The State of Stroke Rehabilitation in Ontario: 2016 Focus Report of the Ontario Stroke Network compares recent stroke inpatient rehabilitative care to 2011/12 data, including:

  • 1,000 additional stroke survivors accessed inpatient rehabilitation;
  • 25 per cent increase in proportion of stroke survivors with severe disability admitted to inpatient rehabilitation;
  • 28 per cent increase in stroke survivors’ daily functional gains;
  • 43 per cent increase in the proportion of stroke survivors that met targets for active length of stay;
  • more than 80 per cent of stroke survivors continue to be discharged home annually;
  • facilities with comprehensive outpatient rehabilitation services had fewer admissions for survivors with mild disability. Outpatient rehabilitation is a more cost-effective setting for mild disability.All of these gains were achieved within current capacity through collaboration, innovation and creating efficiencies, with no additional funding.

The report also shows that between April 2014 and March 2015, 14,287 stroke patients were admitted to acute care hospitals in Ontario; of these, 12,604 patients were discharged alive following acute stroke. Approximately 4,400 patients (35 per cent) were admitted to inpatient rehabilitation, and approximately more than 4,000 (32 per cent) received at least one home visit from a rehabilitation professional provided through a Community Care Access Centre.

“The report demonstrates the value of efforts made across Ontario to improve stroke inpatient rehabilitative care,” said Esmé French, Regional Stroke Rehabilitation Specialist, Northwestern Ontario Regional Stroke Network, Thunder Bay Regional Health Sciences Centre. “It also highlights the emergent need to focus on outpatient and community-based rehabilitation, applying models that can serve both urban and rural populations throughout the province.”

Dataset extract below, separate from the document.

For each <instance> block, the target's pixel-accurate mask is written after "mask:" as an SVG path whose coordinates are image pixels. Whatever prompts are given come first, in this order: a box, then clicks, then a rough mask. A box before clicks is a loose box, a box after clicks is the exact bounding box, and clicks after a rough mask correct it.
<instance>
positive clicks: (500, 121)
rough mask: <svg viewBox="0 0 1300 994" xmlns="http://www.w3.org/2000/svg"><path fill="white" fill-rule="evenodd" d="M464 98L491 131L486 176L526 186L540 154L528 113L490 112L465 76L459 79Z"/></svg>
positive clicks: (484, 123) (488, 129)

To view the report, visit:


The Ontario Stroke Network provides provincial leadership and planning for the continuum of stroke care in Ontario – from health promotion and stroke prevention to acute care, recovery, rehabilitation and reintegration. As of April 1, 2016, the OSN and Cardiac Care Network of Ontario have come together as a single entity to ensure a comprehensive and integrated approach to cardiac, vascular and stroke care in Ontario.


The Institute for Clinical Evaluative Sciences is an independent, non-profit organization that uses population-based health information to produce knowledge on a broad range of health care issues. ICES knowledge is highly regarded in Canada and abroad and is widely used by government, hospitals, planners and practicioners to make decisions about care delivery and to develop policy.